The painter Jan Zrzavý, who depicted Krucemburk several times in his paintings, loved Krucemburk, his father's birthplace, so much that he chose this town as his resting place.
Cultural and social life in Krucemburk was in its prime during the era of the First Republic. This period was violently interrupted by the Nazi occupation.
In January 1945, Krucemburk was surrounded by SS armed forces and the Gestapo and they started arresting people collaborating with partisans. Twenty four people were arrested and half of them did not survive the interrogation and torture in the concentration camp in Terezín.
On top of that, as if it was not enough war suffering, Krucemburk was bombed heavily on the 9th May 1945 and 26 people died. A lot of people were hurt and there was extensive material damage, too.
In 1949 Krucemburk was renamed Křížová against its residents' wishes. The original name did not return until 1993.

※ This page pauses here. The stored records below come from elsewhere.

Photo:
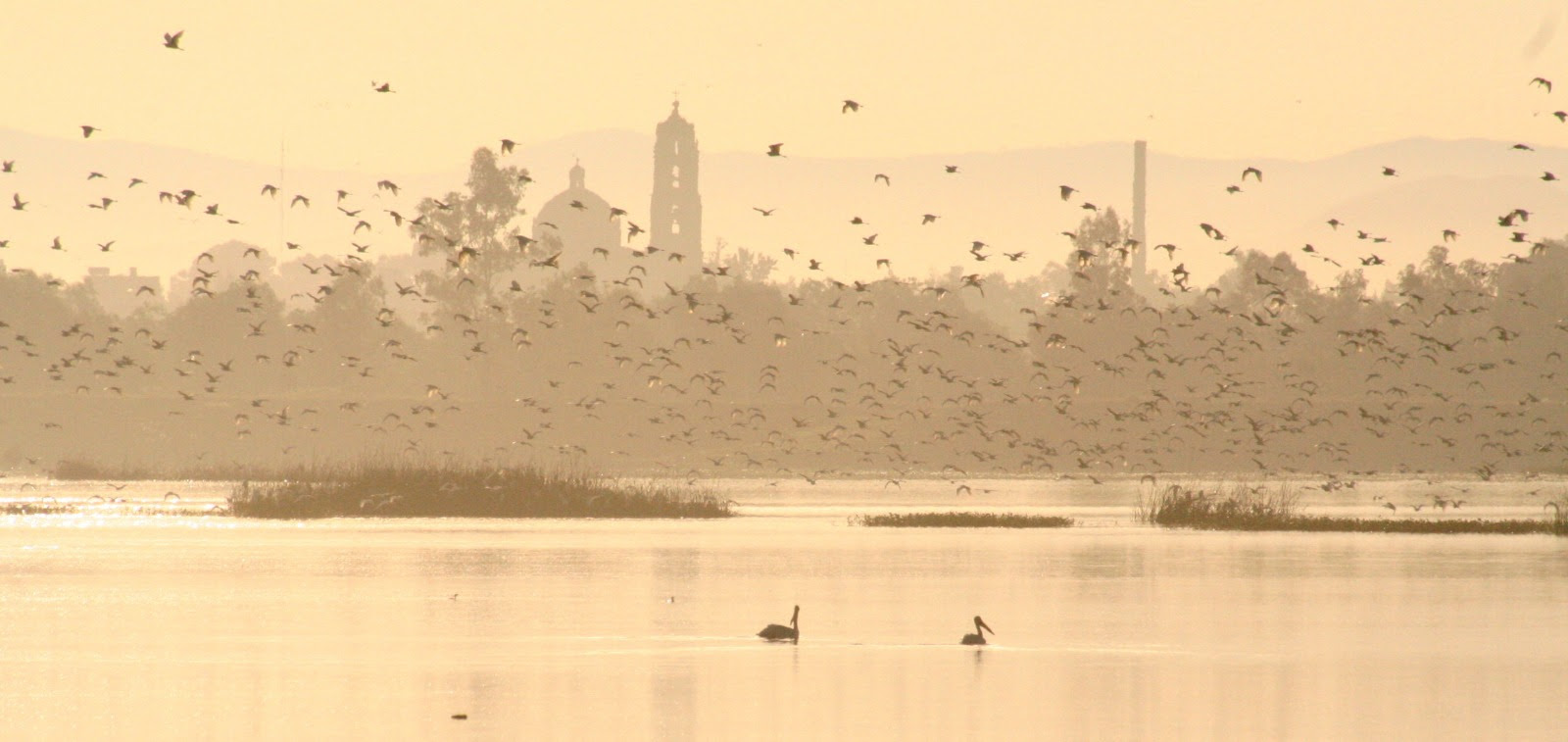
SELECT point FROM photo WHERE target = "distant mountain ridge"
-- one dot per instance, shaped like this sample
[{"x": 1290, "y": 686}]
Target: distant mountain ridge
[{"x": 1007, "y": 200}]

It was founded by Zdeněk of Ronov after 1355 when a large deposit of ironstone was found in the surrounding area of a newly established settlement. Ironstone started to be mined under the so called Ransko mountain (Babylon). Ransko or Ronwald, as it was called then, became a new mining settlement. At that time, the production of iron ore, which was further forged in the ironworks, was begun. At the beginning, iron was smelted in primitive furnaces, later on in smoke furnaces. Major expansion of the ironworks took place in the first half of the 19th century when there were four blast furnaces working.

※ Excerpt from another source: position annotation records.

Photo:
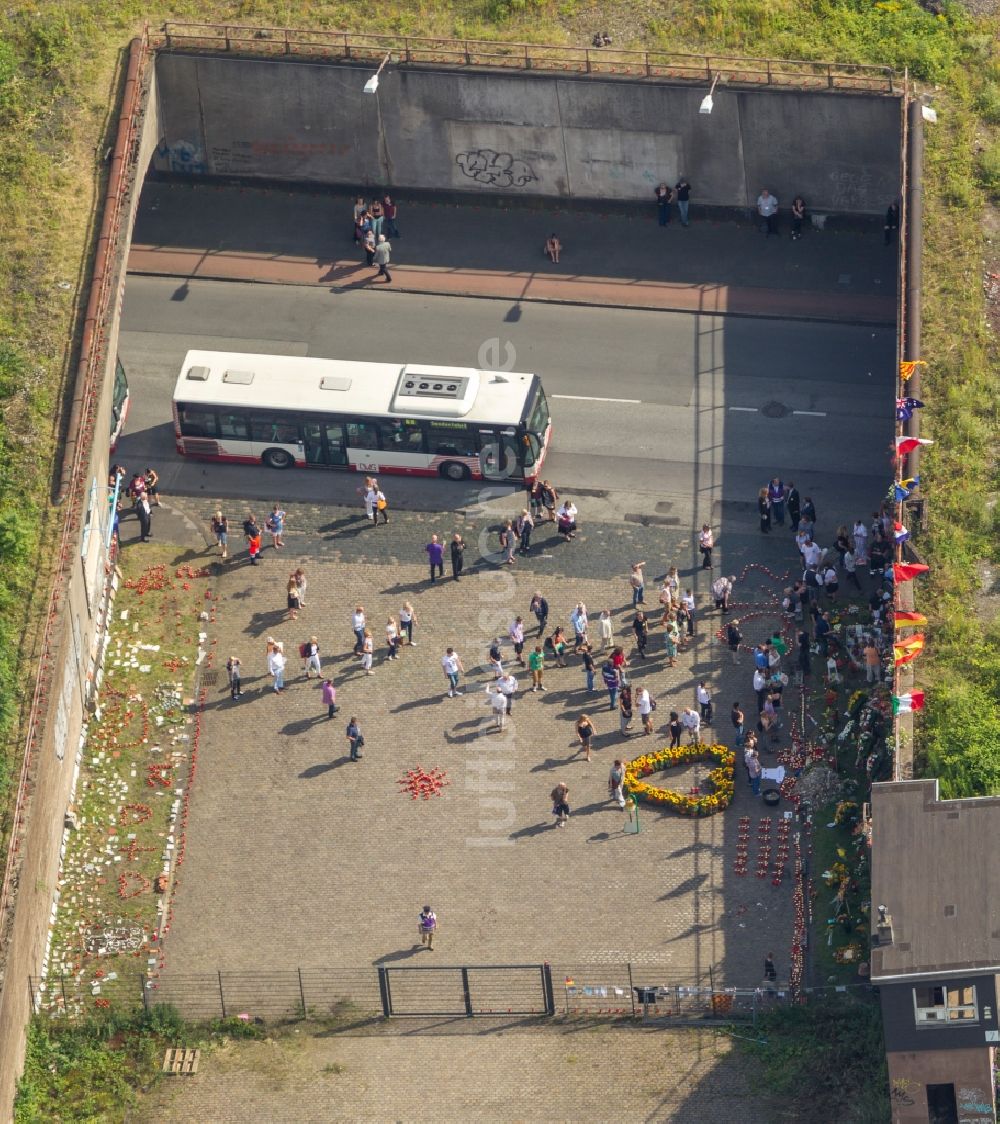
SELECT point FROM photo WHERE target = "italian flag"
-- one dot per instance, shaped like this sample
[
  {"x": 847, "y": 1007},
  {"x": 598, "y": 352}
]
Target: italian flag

At that time, the ironworks in Ransko and the ironworks in Polnička were part of a collective factory ranking the second largest ironworks in the Czech Republic.
After various ownerships of the Polná-Přibyslav manor, this confiscated manor was bought by cardinal prince František of Dietrichstein. During the Dietrichstein ownership there was major expansion of the Ransko ironworks. When the ironstone was almost all mined, at the end of the 19th century, there was not enough wood for charcoal production. Importing wood and ironstone by train was expensive and therefore there was a gradual decline in the ironworks. First to close down was production in Polnička, then in 1886 the Ransko ironworks, along with the mines. This brought an end to almost five-hundred-years of tradition of the ironworks in Staré Ransko. Before that, in 1872 Josef Janáček founded an engineering shop which continued as an engineering company, a foundry included, on the premises of the former ironworks. The company, which was put under state ownership and owned by various companies, is now owned by a company called BEHO and it continues in the tradition of engineering production in Staré Ransko.

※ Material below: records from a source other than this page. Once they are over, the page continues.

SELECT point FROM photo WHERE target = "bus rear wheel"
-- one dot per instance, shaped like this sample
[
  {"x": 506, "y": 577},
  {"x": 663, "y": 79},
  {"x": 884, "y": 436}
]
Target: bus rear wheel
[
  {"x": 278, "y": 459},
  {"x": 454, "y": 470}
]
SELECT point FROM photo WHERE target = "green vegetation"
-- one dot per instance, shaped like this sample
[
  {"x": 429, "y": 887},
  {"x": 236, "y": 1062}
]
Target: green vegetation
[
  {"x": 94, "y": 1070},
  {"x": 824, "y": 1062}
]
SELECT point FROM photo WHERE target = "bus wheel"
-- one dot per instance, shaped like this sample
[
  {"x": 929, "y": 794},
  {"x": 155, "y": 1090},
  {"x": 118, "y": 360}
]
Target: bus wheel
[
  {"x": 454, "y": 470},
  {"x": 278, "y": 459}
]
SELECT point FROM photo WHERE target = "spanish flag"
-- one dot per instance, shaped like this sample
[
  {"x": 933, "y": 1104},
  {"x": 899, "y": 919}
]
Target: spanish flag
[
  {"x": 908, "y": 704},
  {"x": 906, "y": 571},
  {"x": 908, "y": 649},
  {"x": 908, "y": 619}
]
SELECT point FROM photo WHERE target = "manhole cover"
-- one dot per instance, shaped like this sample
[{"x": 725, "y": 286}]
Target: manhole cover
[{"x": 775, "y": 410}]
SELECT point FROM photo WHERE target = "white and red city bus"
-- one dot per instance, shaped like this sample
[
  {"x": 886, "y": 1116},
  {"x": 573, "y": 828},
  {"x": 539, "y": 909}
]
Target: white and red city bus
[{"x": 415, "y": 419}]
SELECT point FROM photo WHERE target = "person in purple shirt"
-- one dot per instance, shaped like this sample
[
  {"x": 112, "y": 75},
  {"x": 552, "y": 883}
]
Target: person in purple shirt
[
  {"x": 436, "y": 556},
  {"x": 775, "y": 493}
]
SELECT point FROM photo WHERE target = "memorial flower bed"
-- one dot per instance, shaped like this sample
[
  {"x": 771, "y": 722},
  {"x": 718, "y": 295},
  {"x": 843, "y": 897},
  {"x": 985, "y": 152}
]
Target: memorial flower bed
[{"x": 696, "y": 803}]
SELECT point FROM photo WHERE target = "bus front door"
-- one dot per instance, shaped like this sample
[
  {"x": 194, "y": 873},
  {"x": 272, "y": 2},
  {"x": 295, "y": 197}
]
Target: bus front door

The mining of ironstone was renewed in Staré Ransko during the 1960s – 1990s after a mine called Tereza was founded.
Staré Ransko has the feel of an industrial village. An alley of old trees, which are protected, leads to a former manor. Also, the surroundings of Staré Ransko are attractive, thick forests towards Havlíčkova Borová, with a peak called Babylon with the remains of the former mines. The recreation ground by Lake Řeka, Ranecký and Pobočenský ponds all complete the beautiful look of the village.
In the locality where Hluboká lies, there used to be a trail called Liběcká. Hluboká was probably founded at the turn of the 13th and 14th century, as most of the villages at that time. The first written records of Hluboká date back to 1548 to the listing of the owner of Krucemburk, David Střela from Rokyce. Hluboká belonged to his Krucemburk manor.
It used to be a farming settlement, some of whose residents worked in the Dietrichstein ironworks and mines in Ransko. Later on in factories in Krucemburk and the surrounding areas.
From 1822 there was a school in Hluboká which was later closed in 1963. Today there are a lot of cottage dwellers who are attracted by the nearby lakes of Řeka and Velké Dářko, the thick forests and beautiful countryside.
Not far from Hluboká, there is a natural formation called Štíří důl (Scorpion mine) where you can find the protected fire salamander (Salamandra salamandra).